Toronto Star Editorial: Curbing “renovictions”
Posted July 25, 2022
Posted July 25, 2022
Abi Bond has given Ontario Premier Doug Ford — whose own home is currently for sale at $3.2 million — an opportunity to show just how good a friend of “ordinary folks” he really is.
Bond is executive director of the City of Toronto’s housing secretariat. In a report prepared for city council, she urged an end to an Ontario rule that allows landlords to raise rents by any amount between tenants — a provision that has seen a spike in what have become known as “renovictions.”
Tenants in rent-controlled residences are guaranteed an annual cap on rent increases. But under the provincial policy of “vacancy decontrol,” landlords seeking to cash in on hot rental markets can evict existing tenants in the name of renovations then pump up rents for new ones.
In order to reduce such renovictions, Bond recommends that rent controls be tied to residential units, rather than the tenants who inhabit them.
It is, the Star’s Victoria Gibson reported, the first time city staff have backed such a position. And on the face of it, it seems a sensible proposal.
Acorn Canada has said a housing and affordability crisis was already brewing for renters before the Ford government was first elected, but its changes to the Residential Tenancies Act made matters much worse.
The evictions, moreover, are often aimed at residences housing low-to-moderate-income tenants.
Momentum for the change Bodi recommends grew from a ruling in New Westminster, B.C., that upheld that city’s bid to combat renovictions.
A bylaw there required landlords to provide tenants with temporary accommodation during a renovation and allowed those tenants to return to the renovated unit on the same terms as before.
The bylaw, which was upheld in court after a legal challenge, saw renovictions go from 333 households from 2016-2018 to zero in 2019 when the law came into force.
In Toronto in recent years, applications to the Ontario Landlord and Tenant Board to evict tenants for renovations or repairs have surged.
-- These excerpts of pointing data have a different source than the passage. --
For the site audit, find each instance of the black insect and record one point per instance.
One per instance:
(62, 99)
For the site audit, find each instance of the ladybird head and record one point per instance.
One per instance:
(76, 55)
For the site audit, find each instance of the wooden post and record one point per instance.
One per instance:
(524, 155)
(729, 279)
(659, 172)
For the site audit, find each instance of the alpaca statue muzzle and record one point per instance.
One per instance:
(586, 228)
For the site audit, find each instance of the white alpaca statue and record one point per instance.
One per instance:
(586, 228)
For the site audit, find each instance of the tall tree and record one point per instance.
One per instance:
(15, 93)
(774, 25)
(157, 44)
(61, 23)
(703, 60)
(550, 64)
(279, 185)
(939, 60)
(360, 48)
Earlier this year, a report by the Advocacy Centre for Tenants Ontario suggested there had been a 294-per-cent increase in landlord applications to evict tenants since 2016 in order to convert, demolish or extensively renovate.
In addition to those evictions on record, Bond says many occur informally and go unrecorded. That lack of data hinders good policy-making and Bond suggested that a centralized data base be established to collect information on all rental units across Ontario.
Housing is a delicate commodity — both an investment by the owner and an essential to the occupant. Balancing disparate interests is a never-ending challenge.
But Bondi said Toronto’s volatile rental market has been increasingly marked by “financialization” – homes treated as vehicles for amassing wealth rather than a social need.
Acorn cites studies which suggest one in four home buyers in 2021 already owned at least one property.
In making her proposal, Bond has likely poked a tiger in the ribs with a short stick.
The province’s recently re-elected PC government has argued that imposing rent maximums during tenant turnover could jeopardize development of rental homes. Landlords warn there would be less incentive to maintain and upgrade properties under Bond’s scenario.
But last December, Hamilton approved hiring a consultant to adapt the New Westminster bylaw for that city.
On balance, it seems like an idea whose time has come in Toronto as well.